The FDA said Aduhelm was approved using the accelerated approval pathway, which can be used for a drug that provides a meaningful therapeutic advantage over existing treatments for a serious disease. Under that pathway, the FDA said it is requiring the drug’s developer, Biogen, to conduct a new randomized, controlled clinical trial to verify the drug’s clinical benefit. If the trial fails to verify clinical benefit, the FDA said it may withdraw approval of the drug. 

Editors Clarification

Two Abbott hematology analyzers (CELL-DYN RUBY and Sapphire) were in the June issue feature on coagulation analyzers; however, neither perform coagulation tests. MLO regrets the error. 

Lung protein elevation may predict COPD

Airway mucus consists of various proteins, such as long mucins MUC5AC and MUC5B, both of which contribute greatly to the proper gel-like consistency of this most essential bodily fluid.

UNC School of Medicine researchers led by mucin expert Mehmet Kesimer, PhD, had previously discovered that the total mucin concentrations in the lungs are associated with COPD disease progression and could be used as diagnostic markers of chronic bronchitis, a hallmark condition for patients with COPD. Kesimer and colleagues now report that one of these mucins, MUC5AC, is more closely and reliably associated with the development of COPD than is its brother, MUC5B.

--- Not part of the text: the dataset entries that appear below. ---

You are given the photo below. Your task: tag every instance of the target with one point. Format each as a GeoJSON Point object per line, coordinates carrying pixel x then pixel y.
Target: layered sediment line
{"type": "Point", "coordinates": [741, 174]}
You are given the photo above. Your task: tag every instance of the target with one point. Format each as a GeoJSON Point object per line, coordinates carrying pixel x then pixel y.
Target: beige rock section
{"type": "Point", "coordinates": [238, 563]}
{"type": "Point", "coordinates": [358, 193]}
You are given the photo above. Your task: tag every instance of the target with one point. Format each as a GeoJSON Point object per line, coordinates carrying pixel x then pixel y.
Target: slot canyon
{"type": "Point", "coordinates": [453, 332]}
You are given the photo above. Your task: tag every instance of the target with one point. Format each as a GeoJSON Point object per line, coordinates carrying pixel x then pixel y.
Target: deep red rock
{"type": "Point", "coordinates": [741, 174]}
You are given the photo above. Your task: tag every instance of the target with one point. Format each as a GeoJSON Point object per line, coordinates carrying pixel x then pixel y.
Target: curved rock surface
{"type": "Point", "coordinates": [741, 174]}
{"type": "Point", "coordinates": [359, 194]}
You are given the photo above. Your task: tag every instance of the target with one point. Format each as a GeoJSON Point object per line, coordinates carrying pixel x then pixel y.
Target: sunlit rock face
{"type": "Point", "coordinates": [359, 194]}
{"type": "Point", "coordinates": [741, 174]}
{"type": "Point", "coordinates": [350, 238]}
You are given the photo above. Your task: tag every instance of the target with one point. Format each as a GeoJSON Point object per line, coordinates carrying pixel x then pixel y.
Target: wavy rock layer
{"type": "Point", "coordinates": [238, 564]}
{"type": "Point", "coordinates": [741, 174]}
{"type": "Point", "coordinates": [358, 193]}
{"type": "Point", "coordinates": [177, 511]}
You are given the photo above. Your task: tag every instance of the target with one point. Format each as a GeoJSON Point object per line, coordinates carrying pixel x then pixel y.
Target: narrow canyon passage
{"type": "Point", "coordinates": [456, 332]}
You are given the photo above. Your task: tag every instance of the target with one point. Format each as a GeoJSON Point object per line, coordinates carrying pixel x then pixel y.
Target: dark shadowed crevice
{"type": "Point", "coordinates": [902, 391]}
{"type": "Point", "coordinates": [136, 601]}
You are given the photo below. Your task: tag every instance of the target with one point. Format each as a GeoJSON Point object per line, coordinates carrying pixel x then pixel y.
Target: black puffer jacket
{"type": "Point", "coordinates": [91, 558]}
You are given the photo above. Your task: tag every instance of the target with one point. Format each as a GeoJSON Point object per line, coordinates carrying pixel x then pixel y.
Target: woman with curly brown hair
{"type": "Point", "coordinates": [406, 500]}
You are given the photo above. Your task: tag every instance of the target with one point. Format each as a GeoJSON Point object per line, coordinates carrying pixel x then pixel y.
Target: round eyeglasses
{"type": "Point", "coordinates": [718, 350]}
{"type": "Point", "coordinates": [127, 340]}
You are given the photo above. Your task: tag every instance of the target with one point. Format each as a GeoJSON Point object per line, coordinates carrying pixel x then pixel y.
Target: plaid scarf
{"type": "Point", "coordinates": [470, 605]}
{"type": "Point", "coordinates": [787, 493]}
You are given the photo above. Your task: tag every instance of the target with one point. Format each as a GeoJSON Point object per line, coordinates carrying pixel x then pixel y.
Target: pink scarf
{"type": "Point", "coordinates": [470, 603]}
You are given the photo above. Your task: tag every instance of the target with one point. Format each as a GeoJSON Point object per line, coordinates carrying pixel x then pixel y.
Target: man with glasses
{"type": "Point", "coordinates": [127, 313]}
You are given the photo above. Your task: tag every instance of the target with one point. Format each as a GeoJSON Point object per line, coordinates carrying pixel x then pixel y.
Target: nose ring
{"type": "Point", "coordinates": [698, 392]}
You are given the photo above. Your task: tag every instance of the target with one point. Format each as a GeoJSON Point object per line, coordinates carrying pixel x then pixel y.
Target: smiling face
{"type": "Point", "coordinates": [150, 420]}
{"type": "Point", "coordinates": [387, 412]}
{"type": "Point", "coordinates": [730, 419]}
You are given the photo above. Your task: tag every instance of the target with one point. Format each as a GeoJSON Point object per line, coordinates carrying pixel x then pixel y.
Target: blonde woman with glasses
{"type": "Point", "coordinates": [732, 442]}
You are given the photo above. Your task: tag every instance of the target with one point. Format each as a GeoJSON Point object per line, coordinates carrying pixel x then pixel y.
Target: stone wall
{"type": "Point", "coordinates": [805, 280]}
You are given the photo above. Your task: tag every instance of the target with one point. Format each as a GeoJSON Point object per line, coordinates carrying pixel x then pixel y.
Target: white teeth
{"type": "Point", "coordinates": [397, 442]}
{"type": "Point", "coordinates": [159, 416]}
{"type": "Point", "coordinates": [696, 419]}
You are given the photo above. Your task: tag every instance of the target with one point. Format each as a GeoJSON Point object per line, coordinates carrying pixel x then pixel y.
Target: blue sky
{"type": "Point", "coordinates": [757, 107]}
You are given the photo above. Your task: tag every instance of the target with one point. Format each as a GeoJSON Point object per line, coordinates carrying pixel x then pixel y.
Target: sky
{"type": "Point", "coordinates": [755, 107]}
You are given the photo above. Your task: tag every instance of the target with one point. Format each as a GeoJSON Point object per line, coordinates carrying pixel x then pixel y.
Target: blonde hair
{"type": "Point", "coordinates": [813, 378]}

The research, published in The Lancet Respiratory Medicine, shows that MUC5AC is found at elevated levels in smokers who had not yet developed COPD but whose lung function wound up decreasing over the course of the three-year study. Former smokers at-risk for COPD, on the other hand, had normal levels of MUC5AC at the start of the study and maintained proper lung function over three years. MUC5AC hyper concentration in the lungs may be a key factor in predicting the risks and rates of progression to more severe disease, according to the study.

Recent nationwide efforts have focused on early- or pre-COPD to predict the risks of progression to COPD amongst smokers.

“Currently, we cannot forecast which individuals in the at-risk smokers group will progress to COPD, because we don’t have an objective biological marker to underpin the disease-causing pathways. Our research shows that MUC5AC could be a predictor of who will develop COPD from the large group of aging ‘at-risk’ smokers,” said Kesimer, Professor in the UNC Department of Pathology and Laboratory Medicine, and member of the UNC Marsico Lung Institute. “We think MUC5AC could be a new biomarker for COPD prognosis, and it could be a biomarker for testing the effectiveness of therapeutic strategies.”

MUC5AC could also become a target for pharmaceutical developers whose goal it is to halt COPD disease progression and help patients live more normal, active lives.

Smoking cigarettes has long been known to be a major risk factor for COPD, but Kesimer’s work suggests that quiting smoking decreases the odds of developing COPD as we age.